O Leandro Vignoli, digníssimo colega do Gordurama, escreveu para o ezine Coquetal Molotov um artigo sobre as bandas aqui da região. Infelizmente o webdesigner do Coquetel nunca usou o Mozilla, de forma que reproduzo aqui o artigo para aqueles que usam browsers que seguem os padrões da web. Maldito Internet Explorer!

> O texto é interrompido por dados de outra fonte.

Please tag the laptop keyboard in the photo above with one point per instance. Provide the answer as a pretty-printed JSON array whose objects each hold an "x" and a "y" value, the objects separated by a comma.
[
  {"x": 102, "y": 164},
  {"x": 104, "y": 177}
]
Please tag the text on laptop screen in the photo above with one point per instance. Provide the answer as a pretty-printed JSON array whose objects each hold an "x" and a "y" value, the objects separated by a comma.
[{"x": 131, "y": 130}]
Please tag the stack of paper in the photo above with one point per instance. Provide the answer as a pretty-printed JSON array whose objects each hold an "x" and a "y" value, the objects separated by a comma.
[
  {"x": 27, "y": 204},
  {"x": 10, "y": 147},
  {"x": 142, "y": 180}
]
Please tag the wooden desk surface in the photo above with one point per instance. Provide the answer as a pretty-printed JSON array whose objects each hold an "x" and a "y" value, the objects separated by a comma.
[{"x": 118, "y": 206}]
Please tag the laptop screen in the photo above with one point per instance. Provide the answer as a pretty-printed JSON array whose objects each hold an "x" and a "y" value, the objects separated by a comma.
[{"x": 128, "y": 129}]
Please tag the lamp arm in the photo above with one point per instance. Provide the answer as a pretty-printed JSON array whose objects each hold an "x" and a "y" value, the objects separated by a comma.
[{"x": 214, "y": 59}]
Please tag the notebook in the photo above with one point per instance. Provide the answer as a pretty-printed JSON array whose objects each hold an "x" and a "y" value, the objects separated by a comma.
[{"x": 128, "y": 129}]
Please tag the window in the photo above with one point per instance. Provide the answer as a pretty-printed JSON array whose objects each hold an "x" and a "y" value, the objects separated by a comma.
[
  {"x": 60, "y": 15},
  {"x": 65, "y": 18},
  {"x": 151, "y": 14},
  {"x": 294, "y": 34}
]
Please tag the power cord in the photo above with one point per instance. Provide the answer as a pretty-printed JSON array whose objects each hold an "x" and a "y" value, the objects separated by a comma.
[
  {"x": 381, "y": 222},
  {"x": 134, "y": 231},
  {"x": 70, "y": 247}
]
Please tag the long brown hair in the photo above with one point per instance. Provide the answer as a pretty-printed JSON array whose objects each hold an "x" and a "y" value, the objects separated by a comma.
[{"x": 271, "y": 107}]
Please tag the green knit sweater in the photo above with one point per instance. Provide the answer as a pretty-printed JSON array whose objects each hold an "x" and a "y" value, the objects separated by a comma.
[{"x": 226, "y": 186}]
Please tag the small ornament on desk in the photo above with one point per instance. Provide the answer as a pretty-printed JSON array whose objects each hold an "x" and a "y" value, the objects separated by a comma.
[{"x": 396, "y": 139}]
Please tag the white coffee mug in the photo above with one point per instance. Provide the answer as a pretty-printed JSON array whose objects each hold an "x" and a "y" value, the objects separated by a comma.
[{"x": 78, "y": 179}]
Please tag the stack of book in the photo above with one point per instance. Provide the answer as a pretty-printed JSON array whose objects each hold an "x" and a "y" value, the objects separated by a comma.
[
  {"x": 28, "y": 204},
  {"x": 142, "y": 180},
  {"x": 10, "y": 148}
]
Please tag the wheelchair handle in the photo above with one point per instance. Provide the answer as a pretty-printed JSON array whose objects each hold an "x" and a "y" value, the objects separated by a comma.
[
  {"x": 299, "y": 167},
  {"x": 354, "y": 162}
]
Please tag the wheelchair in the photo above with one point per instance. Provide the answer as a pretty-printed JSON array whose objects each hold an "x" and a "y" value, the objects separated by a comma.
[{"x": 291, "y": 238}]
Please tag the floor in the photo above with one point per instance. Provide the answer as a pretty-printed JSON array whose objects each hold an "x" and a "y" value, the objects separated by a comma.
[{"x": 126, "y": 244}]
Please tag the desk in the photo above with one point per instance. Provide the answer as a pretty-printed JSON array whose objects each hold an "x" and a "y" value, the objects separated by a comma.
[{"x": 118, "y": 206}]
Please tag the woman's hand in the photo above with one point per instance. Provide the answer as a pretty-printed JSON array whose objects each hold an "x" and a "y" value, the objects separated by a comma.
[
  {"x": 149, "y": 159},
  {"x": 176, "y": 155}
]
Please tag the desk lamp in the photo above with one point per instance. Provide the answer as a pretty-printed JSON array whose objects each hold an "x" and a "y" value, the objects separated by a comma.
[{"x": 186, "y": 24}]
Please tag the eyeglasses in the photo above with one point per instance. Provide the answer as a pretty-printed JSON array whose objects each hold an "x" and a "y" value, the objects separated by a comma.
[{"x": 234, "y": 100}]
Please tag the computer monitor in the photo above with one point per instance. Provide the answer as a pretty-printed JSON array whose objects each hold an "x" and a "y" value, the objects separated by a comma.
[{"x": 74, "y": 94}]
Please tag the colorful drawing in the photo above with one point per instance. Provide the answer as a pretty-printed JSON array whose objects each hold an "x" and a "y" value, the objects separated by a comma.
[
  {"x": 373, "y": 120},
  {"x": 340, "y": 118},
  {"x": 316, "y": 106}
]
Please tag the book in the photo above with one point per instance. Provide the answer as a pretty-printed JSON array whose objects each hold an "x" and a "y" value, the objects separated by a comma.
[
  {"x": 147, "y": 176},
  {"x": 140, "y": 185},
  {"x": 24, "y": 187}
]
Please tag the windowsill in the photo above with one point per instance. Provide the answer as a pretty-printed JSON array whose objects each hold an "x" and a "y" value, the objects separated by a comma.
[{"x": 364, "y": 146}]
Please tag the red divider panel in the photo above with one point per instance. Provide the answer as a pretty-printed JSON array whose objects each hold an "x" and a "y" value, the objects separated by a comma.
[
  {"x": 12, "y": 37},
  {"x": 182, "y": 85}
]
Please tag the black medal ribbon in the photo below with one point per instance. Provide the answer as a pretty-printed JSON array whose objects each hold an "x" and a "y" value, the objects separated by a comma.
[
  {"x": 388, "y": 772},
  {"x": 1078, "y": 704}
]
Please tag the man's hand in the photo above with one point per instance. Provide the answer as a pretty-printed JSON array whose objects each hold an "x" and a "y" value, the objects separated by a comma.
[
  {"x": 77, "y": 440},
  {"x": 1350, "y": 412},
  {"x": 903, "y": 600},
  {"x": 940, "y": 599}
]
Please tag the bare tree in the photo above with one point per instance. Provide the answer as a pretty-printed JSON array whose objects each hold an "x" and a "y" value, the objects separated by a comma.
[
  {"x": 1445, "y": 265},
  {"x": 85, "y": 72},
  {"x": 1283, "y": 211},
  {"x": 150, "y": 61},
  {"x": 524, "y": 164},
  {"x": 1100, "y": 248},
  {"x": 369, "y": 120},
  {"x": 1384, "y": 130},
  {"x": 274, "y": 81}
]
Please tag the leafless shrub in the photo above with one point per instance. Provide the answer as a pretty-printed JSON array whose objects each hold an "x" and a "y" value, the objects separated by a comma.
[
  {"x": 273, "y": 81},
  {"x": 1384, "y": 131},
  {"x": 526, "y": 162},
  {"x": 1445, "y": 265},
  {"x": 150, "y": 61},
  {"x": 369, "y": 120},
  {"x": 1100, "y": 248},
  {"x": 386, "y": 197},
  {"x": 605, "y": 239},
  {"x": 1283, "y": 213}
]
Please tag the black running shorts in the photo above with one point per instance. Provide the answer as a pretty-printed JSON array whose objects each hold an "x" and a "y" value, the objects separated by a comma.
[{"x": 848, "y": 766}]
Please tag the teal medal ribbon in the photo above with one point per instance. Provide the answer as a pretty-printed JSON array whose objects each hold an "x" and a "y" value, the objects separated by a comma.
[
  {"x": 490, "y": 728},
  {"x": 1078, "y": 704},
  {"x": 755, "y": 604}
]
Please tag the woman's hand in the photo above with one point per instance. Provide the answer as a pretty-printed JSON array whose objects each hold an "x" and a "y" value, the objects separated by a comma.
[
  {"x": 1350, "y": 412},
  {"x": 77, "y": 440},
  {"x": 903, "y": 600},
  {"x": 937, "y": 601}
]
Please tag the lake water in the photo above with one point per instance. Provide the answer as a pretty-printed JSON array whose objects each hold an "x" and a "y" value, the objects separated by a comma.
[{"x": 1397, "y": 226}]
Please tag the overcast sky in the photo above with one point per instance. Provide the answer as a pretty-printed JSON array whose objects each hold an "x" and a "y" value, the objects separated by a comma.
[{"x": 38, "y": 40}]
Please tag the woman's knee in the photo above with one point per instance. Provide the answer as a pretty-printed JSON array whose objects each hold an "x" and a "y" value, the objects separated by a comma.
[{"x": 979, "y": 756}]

Distorções de Porto Alegre
Na região metropolitana de Porto Alegre, fica localizada uma série de cidades industriais. O chamado Vale do Rio dos Sinos se destaca por ser o maior pólo do setor coureiro-calçadista brasileiro, possuir a principal base militar aérea do país, uma fábrica da Petrobrás, entre outras grandes produtoras de fumaça e cheiros podres diversos. Um local estratégico para ser alvejado com bombas numa suposta guerra, eu diria. Porém, no começo deste milênio, também começaram a aparecer na região bandas de tudo que é canto, dos mais variados estilos – embora algumas sejam bem anteriores a esta época. De algum modo meio peculiar [e imperceptível], o público freqüentador de shows começou a se consolidar com bastante força, e com postura muito diferente da costumeira galera bunda-mole que curte rock na capital. Em vez dos tradicionais braços cruzados com aquele único copo de cerva esquentando na mão a noite toda, o pessoal do Vale faz festa e pogos, dança, empurra, confraterniza, se diverte, enche a cara, até, sem muitas caretas blasès. Pouco a pouco esta “atitude” começa a ser notada por todos, inclusive por bandas de POA, que cada vez mais fazem questão de tocar na região e [ou] na capital ao lado de bandas destas cidades. Apertem os cintos, portanto, distorções sairão página afora a partir de agora.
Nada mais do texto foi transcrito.